For local naturalist, Keith Buchanan, the beautiful North Pennines offered relief and escapism during lockdown.
The world is experiencing not just a pandemic and a climate crisis, but a biodiversity crisis. This receives much less public attention but enforced lockdown has, perhaps, increased our awareness of the value of wildlife. Where is wildlife most abundant? – by definition, you might say, in wild places.
Hexham, where I live, is enormously fortunate in having such wild places on its doorstep. The UK, of course, like most of western Europe, has very little true wilderness but the existence of relatively wild land is still hugely valuable. So, in this strangest of summers, I explored some of this wildness on my doorstep.

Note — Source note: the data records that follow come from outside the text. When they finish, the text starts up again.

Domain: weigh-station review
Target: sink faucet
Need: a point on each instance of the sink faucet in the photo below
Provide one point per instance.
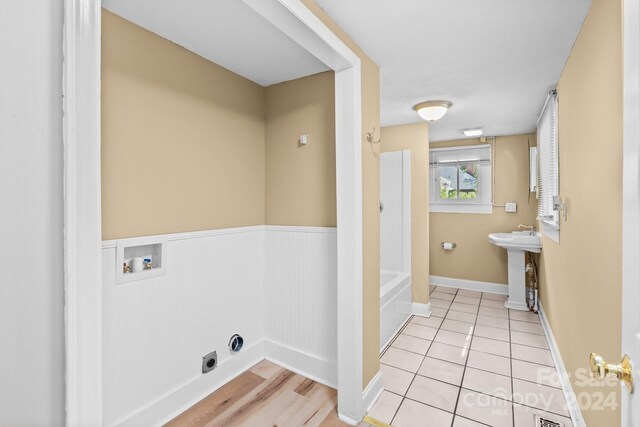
(529, 227)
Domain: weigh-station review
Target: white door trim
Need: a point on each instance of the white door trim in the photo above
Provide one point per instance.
(631, 201)
(82, 235)
(320, 41)
(82, 204)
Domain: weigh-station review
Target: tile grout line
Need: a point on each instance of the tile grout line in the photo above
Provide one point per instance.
(415, 374)
(513, 412)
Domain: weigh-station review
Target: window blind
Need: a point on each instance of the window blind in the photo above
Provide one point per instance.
(548, 160)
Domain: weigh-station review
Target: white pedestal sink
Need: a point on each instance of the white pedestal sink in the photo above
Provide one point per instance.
(516, 243)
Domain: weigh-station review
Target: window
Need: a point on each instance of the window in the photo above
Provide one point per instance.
(461, 179)
(548, 167)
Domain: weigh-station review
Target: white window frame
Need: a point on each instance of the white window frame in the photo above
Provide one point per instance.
(483, 204)
(548, 168)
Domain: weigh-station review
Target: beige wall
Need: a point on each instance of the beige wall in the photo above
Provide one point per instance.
(581, 277)
(370, 200)
(415, 138)
(193, 134)
(182, 138)
(475, 258)
(301, 179)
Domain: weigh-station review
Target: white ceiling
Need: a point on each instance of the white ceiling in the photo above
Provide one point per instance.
(226, 32)
(495, 60)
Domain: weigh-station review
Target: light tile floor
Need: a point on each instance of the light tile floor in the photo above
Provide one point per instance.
(472, 363)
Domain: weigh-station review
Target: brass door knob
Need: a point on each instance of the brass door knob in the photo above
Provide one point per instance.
(600, 369)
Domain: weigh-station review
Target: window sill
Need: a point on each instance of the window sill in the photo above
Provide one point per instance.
(477, 208)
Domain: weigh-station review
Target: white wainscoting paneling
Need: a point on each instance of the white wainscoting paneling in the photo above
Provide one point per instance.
(301, 299)
(157, 330)
(472, 285)
(276, 286)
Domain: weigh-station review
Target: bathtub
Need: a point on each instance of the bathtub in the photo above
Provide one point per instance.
(395, 303)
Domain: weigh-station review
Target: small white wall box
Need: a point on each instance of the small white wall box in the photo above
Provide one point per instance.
(152, 248)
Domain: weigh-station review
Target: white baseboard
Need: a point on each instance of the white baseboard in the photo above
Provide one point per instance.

Not far south from my house, the North Pennines offer exposed moorland and a strong sense of wilderness. Here I found relief from the relentless barrage of Covid bad news and a strong sense of what nature does best – through every hardship – it endures.
As I walked this evocative landscape in the spring a glance into an adjoining field revealed a Brown Hare. It crouched flat against the ground, its long ears pressed back against its back. Its bulbous eyes watched me unflinchingly; I could almost feel it straining to assess my threat. I passed on but a small movement caught my eye in the grass adjoining the heather – a grey partridge slunk away into thicker cover. These moorland fringes seem to be an important refuge for this diminishing species.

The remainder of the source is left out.